絶対に何か知っていると箒は直感する。動揺するでもなく、考えるそぶりも見せない。つまり、この状況をあらかじめ予測できていた事の証左だ。
姉程ではないが、その含みのある態度は少々苦手だ。昔はそれほどでもなかったが、千冬は歳を重ねるごとにそんな態度が増えていった印象がある。

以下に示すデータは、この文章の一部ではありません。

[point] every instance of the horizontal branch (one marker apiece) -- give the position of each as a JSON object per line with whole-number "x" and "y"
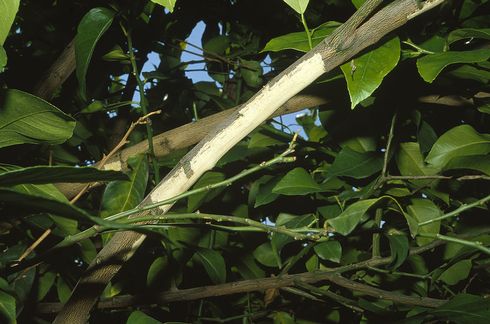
{"x": 262, "y": 284}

「織斑先生……いえ、千冬さん。貴方は一夏の身に何が起きているのかご存じなのでは――」
「――仮に、だが」
千冬の声が、箒の質問を遮る。
「もしも、どのような敵でも打倒しうる強力無比な力を持ったとしたら……その力を人は何と呼ぶ?」
千冬らしからぬ婉曲な物言いだった。
いつも全てを真正面から見極める強い眼差しも、今は箒ではなく遠くの誰かに向けられている。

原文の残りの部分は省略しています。